第四章 王都で、相棒そっくりの女性と出会う

第21話 強敵、竜人族の黒騎士

 旅をする準備が着々と進む。


「とはいえ、オイラたちはどういう体で向かうモジャ? 『容疑を晴らしに来たモジャー』って言ったところで、門前払いを食らうモジャ」


「その辺は、任せてもらいたい。ワタシが、ドリスさまと話を通しておく」


「わかった」


「どうした、モモコ? 浮かない顔をしているが?」


「いや。ちょっと、これからはガチな冒険が続くんだなって」


 そうか。よく考えたら、オレたちはエンジョイ勢なんだよな。


「クニミツも、いつの間にか強くなってる」


「お前は割と、ネタに振ってるよな」


「それでも勝てたから。でも今回は、そんなにうまくいくのかなって」


 ネタ装備は、これで最後になるかもしれない。
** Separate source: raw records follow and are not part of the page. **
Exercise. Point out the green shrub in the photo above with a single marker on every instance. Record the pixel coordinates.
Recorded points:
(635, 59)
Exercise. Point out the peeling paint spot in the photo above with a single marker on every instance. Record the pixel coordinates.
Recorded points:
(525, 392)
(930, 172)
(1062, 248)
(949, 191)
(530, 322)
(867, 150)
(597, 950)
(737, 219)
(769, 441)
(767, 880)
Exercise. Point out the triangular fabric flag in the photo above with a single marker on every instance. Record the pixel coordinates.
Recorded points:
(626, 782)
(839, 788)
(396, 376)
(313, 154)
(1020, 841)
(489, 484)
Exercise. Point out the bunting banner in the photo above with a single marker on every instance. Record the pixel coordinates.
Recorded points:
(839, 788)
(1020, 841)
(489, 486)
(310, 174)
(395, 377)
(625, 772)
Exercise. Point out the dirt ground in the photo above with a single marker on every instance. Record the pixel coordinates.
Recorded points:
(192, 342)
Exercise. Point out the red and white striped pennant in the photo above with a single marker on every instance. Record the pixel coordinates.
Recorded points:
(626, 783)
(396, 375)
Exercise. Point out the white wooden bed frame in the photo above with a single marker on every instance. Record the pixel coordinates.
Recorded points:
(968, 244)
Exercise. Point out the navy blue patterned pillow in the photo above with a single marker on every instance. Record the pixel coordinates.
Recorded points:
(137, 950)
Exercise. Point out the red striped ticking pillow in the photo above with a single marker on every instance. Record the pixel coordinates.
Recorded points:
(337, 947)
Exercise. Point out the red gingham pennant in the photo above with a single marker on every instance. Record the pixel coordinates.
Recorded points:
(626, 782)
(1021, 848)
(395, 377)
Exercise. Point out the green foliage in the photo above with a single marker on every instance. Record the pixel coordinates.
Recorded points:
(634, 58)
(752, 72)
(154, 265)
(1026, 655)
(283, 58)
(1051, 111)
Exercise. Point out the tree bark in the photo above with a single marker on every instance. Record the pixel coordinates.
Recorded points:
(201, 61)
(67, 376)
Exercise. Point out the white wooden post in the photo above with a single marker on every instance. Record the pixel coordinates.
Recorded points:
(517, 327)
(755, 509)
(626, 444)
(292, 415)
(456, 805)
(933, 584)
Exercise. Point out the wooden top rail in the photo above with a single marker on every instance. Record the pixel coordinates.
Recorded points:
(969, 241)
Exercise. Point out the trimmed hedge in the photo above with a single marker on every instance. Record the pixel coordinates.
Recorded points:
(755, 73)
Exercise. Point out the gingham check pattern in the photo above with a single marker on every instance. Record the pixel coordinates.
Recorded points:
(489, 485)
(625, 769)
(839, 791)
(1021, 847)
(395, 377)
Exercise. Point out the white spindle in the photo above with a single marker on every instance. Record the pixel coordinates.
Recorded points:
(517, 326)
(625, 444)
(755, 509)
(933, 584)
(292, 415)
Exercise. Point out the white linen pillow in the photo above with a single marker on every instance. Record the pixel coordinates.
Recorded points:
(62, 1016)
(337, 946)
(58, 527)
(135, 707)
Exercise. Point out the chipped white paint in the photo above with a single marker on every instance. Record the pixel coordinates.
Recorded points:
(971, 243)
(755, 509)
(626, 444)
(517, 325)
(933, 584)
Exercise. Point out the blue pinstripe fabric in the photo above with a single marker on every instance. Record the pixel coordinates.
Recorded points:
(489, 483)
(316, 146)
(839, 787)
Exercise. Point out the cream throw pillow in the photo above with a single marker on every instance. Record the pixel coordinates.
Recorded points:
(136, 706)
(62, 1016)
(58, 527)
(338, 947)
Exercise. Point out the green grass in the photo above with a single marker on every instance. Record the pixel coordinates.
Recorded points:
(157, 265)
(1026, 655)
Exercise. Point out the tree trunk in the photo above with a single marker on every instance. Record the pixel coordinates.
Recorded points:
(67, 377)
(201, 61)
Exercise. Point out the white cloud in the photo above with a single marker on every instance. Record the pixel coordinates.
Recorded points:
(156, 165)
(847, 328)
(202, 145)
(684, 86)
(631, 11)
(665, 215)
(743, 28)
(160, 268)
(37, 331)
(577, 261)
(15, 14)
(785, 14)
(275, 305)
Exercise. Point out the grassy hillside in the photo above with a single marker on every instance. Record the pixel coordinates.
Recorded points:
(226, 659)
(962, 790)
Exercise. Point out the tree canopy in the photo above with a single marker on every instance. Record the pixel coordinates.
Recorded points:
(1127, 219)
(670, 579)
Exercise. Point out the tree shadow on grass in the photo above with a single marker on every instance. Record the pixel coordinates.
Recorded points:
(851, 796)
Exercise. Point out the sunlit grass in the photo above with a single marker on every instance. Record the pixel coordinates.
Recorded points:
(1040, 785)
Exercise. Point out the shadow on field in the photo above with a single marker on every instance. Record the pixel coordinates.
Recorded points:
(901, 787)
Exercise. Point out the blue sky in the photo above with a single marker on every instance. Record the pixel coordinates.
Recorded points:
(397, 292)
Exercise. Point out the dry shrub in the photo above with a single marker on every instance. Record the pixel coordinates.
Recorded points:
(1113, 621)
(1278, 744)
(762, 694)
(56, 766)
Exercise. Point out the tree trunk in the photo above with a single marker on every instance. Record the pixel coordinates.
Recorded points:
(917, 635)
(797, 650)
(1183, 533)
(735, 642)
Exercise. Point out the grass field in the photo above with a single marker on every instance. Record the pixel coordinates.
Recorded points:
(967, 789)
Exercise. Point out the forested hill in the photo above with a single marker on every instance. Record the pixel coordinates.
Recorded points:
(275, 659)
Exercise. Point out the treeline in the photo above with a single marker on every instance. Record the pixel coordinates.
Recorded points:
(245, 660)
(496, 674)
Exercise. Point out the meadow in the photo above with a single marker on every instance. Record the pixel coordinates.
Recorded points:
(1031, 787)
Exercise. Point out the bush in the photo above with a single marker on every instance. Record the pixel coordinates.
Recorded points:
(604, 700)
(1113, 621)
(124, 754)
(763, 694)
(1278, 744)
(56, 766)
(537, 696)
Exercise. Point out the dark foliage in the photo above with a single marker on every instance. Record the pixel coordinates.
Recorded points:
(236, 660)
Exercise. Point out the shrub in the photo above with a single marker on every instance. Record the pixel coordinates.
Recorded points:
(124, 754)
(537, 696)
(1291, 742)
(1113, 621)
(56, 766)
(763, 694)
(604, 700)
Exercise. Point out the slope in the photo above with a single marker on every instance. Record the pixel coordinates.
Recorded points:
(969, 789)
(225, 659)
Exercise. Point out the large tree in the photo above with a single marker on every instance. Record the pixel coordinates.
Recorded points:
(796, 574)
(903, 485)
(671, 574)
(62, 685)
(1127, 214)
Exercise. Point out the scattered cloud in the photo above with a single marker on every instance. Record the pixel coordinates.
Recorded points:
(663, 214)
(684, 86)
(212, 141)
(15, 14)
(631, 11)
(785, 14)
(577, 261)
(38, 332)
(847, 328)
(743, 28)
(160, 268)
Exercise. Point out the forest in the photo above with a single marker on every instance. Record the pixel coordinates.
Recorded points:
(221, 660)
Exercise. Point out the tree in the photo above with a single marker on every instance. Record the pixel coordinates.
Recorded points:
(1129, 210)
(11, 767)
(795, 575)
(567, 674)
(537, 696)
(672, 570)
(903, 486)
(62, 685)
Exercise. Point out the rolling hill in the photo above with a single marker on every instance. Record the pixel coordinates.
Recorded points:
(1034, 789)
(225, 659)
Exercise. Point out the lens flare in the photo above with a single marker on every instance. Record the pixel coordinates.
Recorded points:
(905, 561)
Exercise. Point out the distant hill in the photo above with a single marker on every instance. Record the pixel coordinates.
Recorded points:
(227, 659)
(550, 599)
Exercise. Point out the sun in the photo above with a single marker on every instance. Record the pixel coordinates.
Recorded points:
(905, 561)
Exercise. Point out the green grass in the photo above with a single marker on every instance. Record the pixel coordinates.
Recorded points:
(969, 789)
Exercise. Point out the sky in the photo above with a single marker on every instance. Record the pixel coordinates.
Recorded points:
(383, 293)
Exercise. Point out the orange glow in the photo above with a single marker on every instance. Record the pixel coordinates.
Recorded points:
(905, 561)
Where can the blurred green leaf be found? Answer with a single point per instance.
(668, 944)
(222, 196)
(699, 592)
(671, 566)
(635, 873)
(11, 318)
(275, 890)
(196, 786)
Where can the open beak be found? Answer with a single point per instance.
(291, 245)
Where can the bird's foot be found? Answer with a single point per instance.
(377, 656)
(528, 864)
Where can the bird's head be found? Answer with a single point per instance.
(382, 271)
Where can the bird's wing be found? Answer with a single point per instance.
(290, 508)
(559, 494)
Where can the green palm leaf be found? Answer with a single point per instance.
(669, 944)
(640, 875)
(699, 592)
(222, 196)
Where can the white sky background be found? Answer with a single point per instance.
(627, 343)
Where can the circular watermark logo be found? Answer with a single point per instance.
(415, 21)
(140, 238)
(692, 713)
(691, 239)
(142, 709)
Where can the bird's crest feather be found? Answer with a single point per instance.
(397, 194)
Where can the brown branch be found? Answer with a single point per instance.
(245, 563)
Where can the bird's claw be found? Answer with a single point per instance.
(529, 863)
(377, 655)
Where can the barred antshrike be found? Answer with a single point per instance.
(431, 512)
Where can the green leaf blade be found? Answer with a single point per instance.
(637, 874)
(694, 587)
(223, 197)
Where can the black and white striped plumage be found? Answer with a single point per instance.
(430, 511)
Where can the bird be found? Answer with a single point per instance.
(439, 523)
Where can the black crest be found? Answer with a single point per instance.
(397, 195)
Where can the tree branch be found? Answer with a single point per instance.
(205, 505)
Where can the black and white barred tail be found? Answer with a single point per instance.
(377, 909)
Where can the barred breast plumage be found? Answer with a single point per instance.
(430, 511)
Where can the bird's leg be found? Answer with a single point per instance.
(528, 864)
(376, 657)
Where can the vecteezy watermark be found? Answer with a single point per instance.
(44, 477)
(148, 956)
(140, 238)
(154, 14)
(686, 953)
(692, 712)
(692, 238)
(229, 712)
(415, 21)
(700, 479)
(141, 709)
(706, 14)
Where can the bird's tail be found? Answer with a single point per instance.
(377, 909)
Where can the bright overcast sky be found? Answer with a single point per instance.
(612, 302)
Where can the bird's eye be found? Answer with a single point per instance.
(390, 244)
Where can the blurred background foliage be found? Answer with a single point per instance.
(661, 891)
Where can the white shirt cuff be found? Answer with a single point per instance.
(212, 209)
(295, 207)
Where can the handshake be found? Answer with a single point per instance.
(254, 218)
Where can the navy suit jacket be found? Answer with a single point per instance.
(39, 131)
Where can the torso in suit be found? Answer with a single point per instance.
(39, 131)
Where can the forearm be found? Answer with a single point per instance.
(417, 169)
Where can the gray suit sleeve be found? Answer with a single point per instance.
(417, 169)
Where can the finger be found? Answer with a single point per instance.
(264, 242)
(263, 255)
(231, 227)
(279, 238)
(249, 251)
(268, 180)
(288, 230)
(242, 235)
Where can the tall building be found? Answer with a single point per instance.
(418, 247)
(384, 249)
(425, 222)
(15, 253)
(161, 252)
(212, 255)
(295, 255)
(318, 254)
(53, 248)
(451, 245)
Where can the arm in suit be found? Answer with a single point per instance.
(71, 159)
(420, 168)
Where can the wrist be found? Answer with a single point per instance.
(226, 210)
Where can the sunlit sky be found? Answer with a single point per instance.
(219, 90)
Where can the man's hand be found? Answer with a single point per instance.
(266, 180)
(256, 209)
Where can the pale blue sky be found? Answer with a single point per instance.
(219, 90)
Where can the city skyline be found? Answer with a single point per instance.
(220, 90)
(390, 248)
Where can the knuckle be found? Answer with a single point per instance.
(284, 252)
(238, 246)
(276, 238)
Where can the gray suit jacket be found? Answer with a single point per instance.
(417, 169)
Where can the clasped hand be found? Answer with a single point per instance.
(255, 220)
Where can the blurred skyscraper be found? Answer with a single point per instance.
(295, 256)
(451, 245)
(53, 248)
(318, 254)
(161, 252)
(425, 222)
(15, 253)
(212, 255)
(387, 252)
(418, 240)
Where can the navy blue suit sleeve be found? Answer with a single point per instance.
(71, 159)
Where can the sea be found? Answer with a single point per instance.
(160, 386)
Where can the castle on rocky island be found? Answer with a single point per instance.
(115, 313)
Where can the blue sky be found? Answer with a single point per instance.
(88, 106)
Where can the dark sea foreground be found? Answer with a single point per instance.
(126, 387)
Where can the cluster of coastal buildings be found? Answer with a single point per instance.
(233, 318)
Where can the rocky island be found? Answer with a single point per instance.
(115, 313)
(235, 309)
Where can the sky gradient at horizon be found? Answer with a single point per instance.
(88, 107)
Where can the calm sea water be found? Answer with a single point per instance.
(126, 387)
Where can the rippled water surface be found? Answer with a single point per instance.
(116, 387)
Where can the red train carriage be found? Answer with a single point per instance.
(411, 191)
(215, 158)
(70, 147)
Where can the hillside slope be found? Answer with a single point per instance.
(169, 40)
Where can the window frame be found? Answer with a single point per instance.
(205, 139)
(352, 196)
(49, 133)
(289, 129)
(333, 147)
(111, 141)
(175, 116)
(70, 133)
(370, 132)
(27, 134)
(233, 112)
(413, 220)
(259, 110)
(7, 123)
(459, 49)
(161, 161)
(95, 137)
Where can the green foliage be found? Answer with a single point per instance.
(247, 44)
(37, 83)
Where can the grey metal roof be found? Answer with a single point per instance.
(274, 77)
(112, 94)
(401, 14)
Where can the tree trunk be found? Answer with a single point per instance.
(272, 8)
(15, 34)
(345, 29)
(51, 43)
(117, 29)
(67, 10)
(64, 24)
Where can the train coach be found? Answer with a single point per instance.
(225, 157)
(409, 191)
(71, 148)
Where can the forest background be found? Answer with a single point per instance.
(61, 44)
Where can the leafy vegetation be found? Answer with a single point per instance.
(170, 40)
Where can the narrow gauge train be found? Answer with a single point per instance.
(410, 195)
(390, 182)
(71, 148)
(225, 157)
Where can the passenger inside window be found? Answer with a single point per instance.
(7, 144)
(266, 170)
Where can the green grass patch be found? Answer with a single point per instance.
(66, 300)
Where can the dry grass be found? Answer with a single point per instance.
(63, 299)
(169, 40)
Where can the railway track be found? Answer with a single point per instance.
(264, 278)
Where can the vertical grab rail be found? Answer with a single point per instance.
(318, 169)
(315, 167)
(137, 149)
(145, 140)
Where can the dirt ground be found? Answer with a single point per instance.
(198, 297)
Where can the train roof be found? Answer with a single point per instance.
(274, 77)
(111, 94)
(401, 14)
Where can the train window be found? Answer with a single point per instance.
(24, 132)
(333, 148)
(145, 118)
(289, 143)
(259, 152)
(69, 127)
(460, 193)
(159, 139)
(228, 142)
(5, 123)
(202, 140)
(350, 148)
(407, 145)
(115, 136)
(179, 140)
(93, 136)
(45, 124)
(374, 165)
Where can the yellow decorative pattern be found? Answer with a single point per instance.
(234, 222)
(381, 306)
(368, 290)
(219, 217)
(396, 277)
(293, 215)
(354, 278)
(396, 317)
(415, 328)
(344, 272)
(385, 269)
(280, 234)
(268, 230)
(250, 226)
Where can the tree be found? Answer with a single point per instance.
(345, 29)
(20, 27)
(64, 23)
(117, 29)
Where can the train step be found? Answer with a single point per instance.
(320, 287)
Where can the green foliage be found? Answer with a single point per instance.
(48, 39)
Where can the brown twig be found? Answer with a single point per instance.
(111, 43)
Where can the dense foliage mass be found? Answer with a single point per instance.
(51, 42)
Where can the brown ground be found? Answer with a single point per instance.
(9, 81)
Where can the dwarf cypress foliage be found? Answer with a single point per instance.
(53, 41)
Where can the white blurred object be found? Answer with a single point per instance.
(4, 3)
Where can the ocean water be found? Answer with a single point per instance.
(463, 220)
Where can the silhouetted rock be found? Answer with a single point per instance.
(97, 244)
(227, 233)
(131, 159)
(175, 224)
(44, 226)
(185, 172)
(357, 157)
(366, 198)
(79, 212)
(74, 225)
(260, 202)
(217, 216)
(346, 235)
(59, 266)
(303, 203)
それくらい、マジな戦闘が続くと思う。


「だから、ちょっと思い出がほしい」


 モモコが、マイク型の杖を取り出す。


「吟遊詩人と踊り子、取ってたでしょ?」


 モモコは、歌って踊れるダンサーだ。


「わかった。最初で最後のライブをやろう」


 オレもギターを出して、港町に繰り出す。

 

「そういうわけだ。試しに、港町で一曲演奏してみようかな」

 

 ジョブを取ったからと言っても、演奏していなければ腕がサビついてしまう。


「吟遊詩人のジョブなら、我々も数名取っておる。楽器の手伝いはできるぞい」


 ドワーフが、ドラムを担当してくれるそうだ。


「ありがたい。手を貸してくれ」


「生き返らせてもらった、恩ぞ。演奏くらい、手を貸そうぞよ」


 というわけで、港町の酒場にて、セッションを試みた。


「飛び入りでも、受け入れてもらえるのか?」


「港の危機を救ったんじゃ。クニミツ殿らの頼みとあらば、断る奴はおるまい」


「じゃあ……」


 ジャラーンと、オレはギターを引く。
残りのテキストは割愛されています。